Ho avuto la fortuna di poter ascoltare e vedere alcune registrazioni dal vivo di lavori del Maestro. Ha totalmente stravolto l’idea che io, profano assoluto, m’ero fatto di musica. Ci sono livelli e livelli di consapevolezza – per dirlo non c’è bisogno per forza d’essere un adepto di boriosità bollite New Age – e l’opera del maestro Boncompagni staziona, stabile, a quelli più alti.
Prendete, per esempio, la nona sinfonia in do maggiore, meglio conosciuta come la Grande, di Franz Schubert. È lavoro di una complessità tecnica e musicale estrema, che già fece strabuzzare gli occhi ai musicisti austriaci dell’Ottocento. È una ricchissima poesia in musica che ha il portato sublime di mille e mille tentazioni, seduzioni, riferimenti. La sinfonia ha in sè l’afflato di ogni riverbero della grandezza e, per esser tale, deve percorrere le strade più impervie che la tecnica musicale mette a disposizione.

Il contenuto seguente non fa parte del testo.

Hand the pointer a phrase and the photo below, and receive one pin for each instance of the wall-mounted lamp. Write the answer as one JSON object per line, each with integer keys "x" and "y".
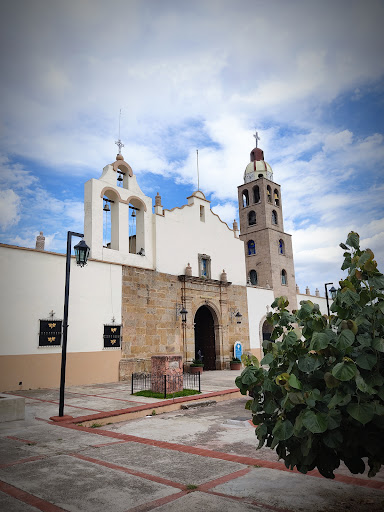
{"x": 236, "y": 315}
{"x": 181, "y": 312}
{"x": 333, "y": 295}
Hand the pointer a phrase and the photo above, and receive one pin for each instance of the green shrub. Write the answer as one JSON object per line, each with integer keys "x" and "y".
{"x": 322, "y": 399}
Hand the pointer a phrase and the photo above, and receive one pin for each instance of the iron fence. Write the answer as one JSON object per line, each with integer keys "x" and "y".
{"x": 165, "y": 384}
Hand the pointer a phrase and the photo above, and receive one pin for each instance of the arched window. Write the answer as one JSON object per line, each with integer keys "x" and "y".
{"x": 276, "y": 197}
{"x": 245, "y": 198}
{"x": 136, "y": 226}
{"x": 110, "y": 220}
{"x": 251, "y": 218}
{"x": 253, "y": 277}
{"x": 132, "y": 229}
{"x": 256, "y": 194}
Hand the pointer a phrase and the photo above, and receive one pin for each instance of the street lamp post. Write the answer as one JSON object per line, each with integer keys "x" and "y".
{"x": 82, "y": 253}
{"x": 333, "y": 293}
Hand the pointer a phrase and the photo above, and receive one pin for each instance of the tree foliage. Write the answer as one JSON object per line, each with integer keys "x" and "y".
{"x": 321, "y": 400}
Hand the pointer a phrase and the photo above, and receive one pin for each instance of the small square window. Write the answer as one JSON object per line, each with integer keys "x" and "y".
{"x": 204, "y": 266}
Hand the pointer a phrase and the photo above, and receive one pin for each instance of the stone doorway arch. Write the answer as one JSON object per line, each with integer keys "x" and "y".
{"x": 205, "y": 336}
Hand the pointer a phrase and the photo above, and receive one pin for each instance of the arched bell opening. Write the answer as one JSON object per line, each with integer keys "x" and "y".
{"x": 207, "y": 345}
{"x": 110, "y": 220}
{"x": 136, "y": 226}
{"x": 266, "y": 333}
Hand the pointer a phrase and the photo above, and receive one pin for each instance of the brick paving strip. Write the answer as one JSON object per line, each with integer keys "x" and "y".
{"x": 206, "y": 487}
{"x": 241, "y": 459}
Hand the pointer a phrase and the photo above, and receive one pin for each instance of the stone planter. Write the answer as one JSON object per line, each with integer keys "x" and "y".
{"x": 196, "y": 369}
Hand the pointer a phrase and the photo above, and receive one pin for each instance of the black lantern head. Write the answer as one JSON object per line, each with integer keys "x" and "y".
{"x": 183, "y": 313}
{"x": 81, "y": 253}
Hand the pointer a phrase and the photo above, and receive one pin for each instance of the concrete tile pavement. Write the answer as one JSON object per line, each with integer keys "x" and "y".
{"x": 200, "y": 459}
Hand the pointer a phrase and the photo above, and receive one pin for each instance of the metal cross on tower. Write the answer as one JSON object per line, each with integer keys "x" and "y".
{"x": 120, "y": 145}
{"x": 257, "y": 137}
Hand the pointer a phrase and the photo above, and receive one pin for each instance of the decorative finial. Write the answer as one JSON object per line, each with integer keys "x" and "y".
{"x": 257, "y": 137}
{"x": 118, "y": 143}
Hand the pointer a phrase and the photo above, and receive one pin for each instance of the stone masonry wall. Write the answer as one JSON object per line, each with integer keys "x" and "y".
{"x": 150, "y": 326}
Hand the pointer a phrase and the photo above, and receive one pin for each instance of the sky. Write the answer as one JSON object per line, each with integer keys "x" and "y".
{"x": 187, "y": 75}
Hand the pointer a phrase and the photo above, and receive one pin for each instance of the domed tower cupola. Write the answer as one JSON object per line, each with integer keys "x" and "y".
{"x": 257, "y": 154}
{"x": 257, "y": 168}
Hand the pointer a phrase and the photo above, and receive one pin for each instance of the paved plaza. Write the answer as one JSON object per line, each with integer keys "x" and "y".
{"x": 202, "y": 458}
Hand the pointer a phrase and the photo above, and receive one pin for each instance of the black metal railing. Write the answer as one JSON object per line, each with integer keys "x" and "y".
{"x": 166, "y": 384}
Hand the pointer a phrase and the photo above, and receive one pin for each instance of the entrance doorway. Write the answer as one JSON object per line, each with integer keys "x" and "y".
{"x": 205, "y": 337}
{"x": 266, "y": 331}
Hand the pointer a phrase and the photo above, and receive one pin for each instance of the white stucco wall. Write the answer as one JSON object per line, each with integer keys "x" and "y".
{"x": 32, "y": 284}
{"x": 94, "y": 190}
{"x": 321, "y": 301}
{"x": 258, "y": 300}
{"x": 181, "y": 235}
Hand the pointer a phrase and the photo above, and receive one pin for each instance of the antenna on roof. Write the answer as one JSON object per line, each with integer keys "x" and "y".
{"x": 197, "y": 162}
{"x": 257, "y": 137}
{"x": 118, "y": 143}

Lo scorso giugno, il maestro Elio Boncompagni ha avuto l’idea ardita di dirigerla a LaVerdi di Milano. A tutti, anche ai grandissimi, affrontare questo scoglio del repertorio di Schubert mette un po’ di ansia. C’è da uscir pazzi solo per tener fede a tutto quanto il compositore volle inserire nella sua nona sinfonia. E c’è da stare in perenne ansia, perciò, durante la direzione.
E invece, per il Maestro dirigere la Grande sembra la cosa più facile del mondo. Così come gli altri giocano a palline, con l’identica semplicità, Boncompagni percorre i sentieri più impervi dell’anima e porta l’orchestra a esplorare fino in fondo un capolavoro musicale, senza scorciatoie, senza ammiccamenti, senza facili riduzioni che ridondano di cineseria. Se dovessi spiegare cos’è il concetto di talento, citerei senza alcun dubbio l’esecuzione de LaVerdi.
Nazzareno Carusi, uno dei più grandi pianisti italiani contemporanei che non è meno grande quando decide di prendere la penna in mano, scrive del Maestro: “Meraviglia ideale, consapevolezza musicale, coerenza sonora, tenuta ritmica e aristocrazia d’animo e pensiero fanno di Boncompagni uno degli ultimi giganti in giro”. Sottoscrivere ogni singola parola utilizzata da Carusi è uno dei più piacevoli doveri.
Boncompagni è grande perché riassume in sè l’idea dell’innamorato fedele alla Musica, e non a caso la maiuscola. C’è un solidissimo lavoro filologico dietro ogni sua direzione, che traspare dalla chiarezza con cui le orchestre da lui guidate esprimono ogni singola nota. Il gesto del direttore è deciso, determinato, autorevole e mai autoritario. Non ha il piglio dello stregone nè quello del condottiero sanguinario, ha la calma serenità dell’artista che tutto dona alla sua amata, alla Musica che di copiosi doni lo ricambia. È il perfetto artefice che non antepone le urgenze, le contingenze, gli accidenti alla vera identità del repertorio che di volta in volta studia, analizza, interpreta fedelissimamente.
Forse è per questo, per il culto alla Musica e al lavoro, che a Boncompagni riesce facilissimo quello che a tutti gli altri risulta quantomeno ostico. E che la Musica lo riami te ne accorgi subito, da quel sorriso affascinato e soddisfatto – la maestà della ricompensa più grande per gli animi davvero nobili perché sanno amare – che mai lo abbandona quando è sul podio.